Quite the opposite, 2nd iteration (inner for-loop) is not a good example for multi-threading, though the only writing is val. If val is implemented as a stack variable, then each thread only holds a part of the correct answer. If val is implemented as heap variables to be shared among threads, then val requires a lock for every writing to avoid race writing, which is obviously costly.
b. Design of Context
However, this implementation is problematic because each function call to mat_vec_mul or multi_head_attn will create n new threads. Unfortunately, to generate a sentence, GPTs will call mat_vec_mul or multi_head_attn thousands of times, so thousands of threads will be created and destroyed, which leads to significant overhead to the operation system.

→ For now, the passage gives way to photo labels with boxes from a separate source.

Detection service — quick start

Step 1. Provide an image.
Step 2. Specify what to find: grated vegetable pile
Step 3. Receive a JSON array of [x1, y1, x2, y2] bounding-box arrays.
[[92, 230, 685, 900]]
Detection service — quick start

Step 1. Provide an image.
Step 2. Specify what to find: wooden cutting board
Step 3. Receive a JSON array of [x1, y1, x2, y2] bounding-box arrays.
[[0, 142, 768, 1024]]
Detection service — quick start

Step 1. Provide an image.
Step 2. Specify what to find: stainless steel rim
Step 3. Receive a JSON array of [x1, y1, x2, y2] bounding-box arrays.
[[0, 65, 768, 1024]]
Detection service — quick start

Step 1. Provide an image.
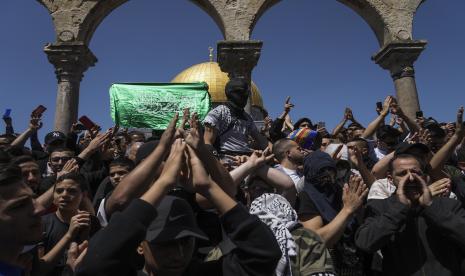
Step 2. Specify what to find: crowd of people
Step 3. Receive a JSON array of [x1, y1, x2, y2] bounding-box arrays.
[[0, 79, 465, 276]]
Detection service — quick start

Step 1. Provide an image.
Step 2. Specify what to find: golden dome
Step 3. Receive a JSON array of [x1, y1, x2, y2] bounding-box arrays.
[[171, 61, 264, 108]]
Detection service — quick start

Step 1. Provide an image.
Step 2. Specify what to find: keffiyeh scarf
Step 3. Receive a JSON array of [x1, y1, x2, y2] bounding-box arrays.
[[250, 194, 298, 276]]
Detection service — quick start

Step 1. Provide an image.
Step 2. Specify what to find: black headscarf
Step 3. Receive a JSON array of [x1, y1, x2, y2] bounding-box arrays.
[[304, 151, 342, 223], [225, 78, 250, 120]]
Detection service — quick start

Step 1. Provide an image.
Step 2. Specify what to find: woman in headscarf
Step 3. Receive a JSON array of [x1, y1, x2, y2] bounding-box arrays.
[[297, 151, 368, 276]]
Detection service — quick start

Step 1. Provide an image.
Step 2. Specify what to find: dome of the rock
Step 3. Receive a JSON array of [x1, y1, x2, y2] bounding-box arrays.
[[171, 61, 263, 108]]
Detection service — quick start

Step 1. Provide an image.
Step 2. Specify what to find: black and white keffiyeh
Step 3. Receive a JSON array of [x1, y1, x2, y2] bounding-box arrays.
[[250, 194, 298, 276]]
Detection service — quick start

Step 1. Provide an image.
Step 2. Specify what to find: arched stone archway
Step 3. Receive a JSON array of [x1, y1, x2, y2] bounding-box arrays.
[[38, 0, 127, 133], [338, 0, 426, 118], [38, 0, 426, 132]]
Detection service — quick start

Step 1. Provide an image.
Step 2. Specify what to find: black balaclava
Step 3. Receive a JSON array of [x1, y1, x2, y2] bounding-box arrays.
[[225, 78, 250, 114]]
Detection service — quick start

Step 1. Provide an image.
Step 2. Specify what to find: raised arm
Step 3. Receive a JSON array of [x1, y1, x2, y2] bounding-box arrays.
[[185, 113, 237, 197], [430, 107, 465, 174], [76, 140, 186, 276], [11, 117, 42, 147], [348, 146, 376, 188], [301, 176, 368, 247], [105, 114, 178, 217], [371, 151, 395, 179], [332, 108, 350, 137], [362, 96, 393, 139], [189, 144, 281, 276], [391, 99, 420, 133]]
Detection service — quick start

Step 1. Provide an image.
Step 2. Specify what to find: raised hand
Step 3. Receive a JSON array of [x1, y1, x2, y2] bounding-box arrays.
[[396, 172, 413, 207], [179, 108, 190, 129], [157, 139, 186, 186], [412, 173, 433, 207], [342, 175, 368, 214], [344, 107, 354, 121], [348, 146, 363, 168], [428, 178, 451, 197], [57, 158, 79, 179], [331, 144, 344, 160], [29, 116, 43, 131], [185, 113, 205, 151], [67, 211, 90, 238], [418, 128, 433, 147], [66, 241, 89, 272], [187, 146, 211, 194], [381, 96, 394, 116], [390, 98, 404, 117], [455, 106, 465, 138], [284, 96, 294, 113], [87, 130, 112, 152], [247, 148, 274, 168], [159, 113, 179, 147]]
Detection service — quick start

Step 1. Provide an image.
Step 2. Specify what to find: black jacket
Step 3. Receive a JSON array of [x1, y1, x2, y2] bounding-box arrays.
[[355, 195, 465, 276], [76, 199, 281, 276]]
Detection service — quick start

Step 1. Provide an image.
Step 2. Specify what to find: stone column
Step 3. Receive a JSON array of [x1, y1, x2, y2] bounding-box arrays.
[[44, 44, 97, 133], [372, 40, 426, 119], [217, 40, 263, 114]]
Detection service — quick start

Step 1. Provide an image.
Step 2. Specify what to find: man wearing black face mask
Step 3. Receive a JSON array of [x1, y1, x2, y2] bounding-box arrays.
[[204, 78, 268, 158]]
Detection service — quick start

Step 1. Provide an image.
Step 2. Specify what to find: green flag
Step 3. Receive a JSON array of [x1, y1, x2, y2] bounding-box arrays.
[[110, 82, 211, 130]]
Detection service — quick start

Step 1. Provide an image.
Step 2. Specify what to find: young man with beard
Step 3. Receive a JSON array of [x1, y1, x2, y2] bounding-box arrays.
[[356, 154, 465, 276], [297, 151, 368, 275], [273, 138, 304, 192], [41, 173, 99, 275], [204, 78, 268, 156], [0, 166, 44, 276], [93, 157, 134, 226]]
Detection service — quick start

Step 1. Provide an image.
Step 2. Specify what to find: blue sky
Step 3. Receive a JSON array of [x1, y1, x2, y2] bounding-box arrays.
[[0, 0, 465, 135]]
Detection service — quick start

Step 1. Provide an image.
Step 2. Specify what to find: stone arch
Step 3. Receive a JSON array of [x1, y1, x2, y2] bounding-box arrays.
[[38, 0, 128, 45], [190, 0, 281, 41]]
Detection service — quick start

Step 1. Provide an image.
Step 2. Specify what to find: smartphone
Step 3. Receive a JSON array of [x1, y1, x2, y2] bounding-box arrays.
[[79, 115, 96, 130], [76, 124, 87, 131], [32, 105, 47, 117], [3, 108, 11, 118]]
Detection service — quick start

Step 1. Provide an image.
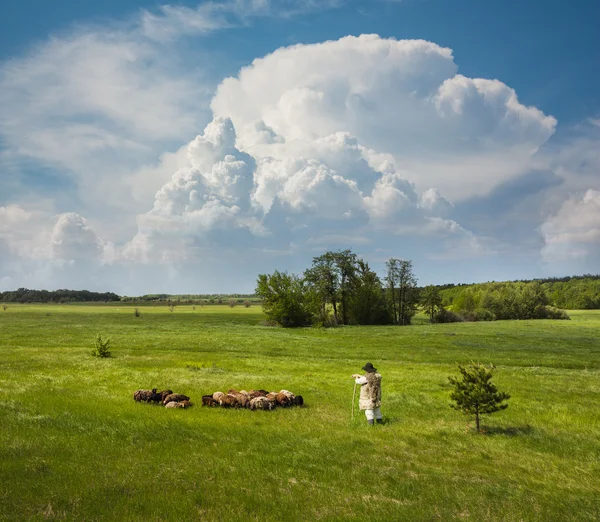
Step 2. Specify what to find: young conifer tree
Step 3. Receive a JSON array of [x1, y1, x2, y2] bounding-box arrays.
[[448, 363, 510, 432]]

Noted that all the calls to mat_vec_mul function or multi_head_attn are doing the same task, i.e., Matrix-Vector-Multiplication, and the only difference between each function call is the parameters. Thus, a straightforward optimization is to reuse the threads. In high-level, we can create N threads in advance, and when mat_vec_mul or multi_head_attn is called, we assign new parameters for thread functions and let threads work on new parameters.
Moreover, it’s worth noting that mat_vec_mul and multi_head_attn are only valid within the context, i.e., between init_thr_pool and close_thr_pool, or there are no threads other than the main (not yet created or has been destroyed). This kind of context provides efficient and robust control over local variables and has been integrated with high-level languages like Python.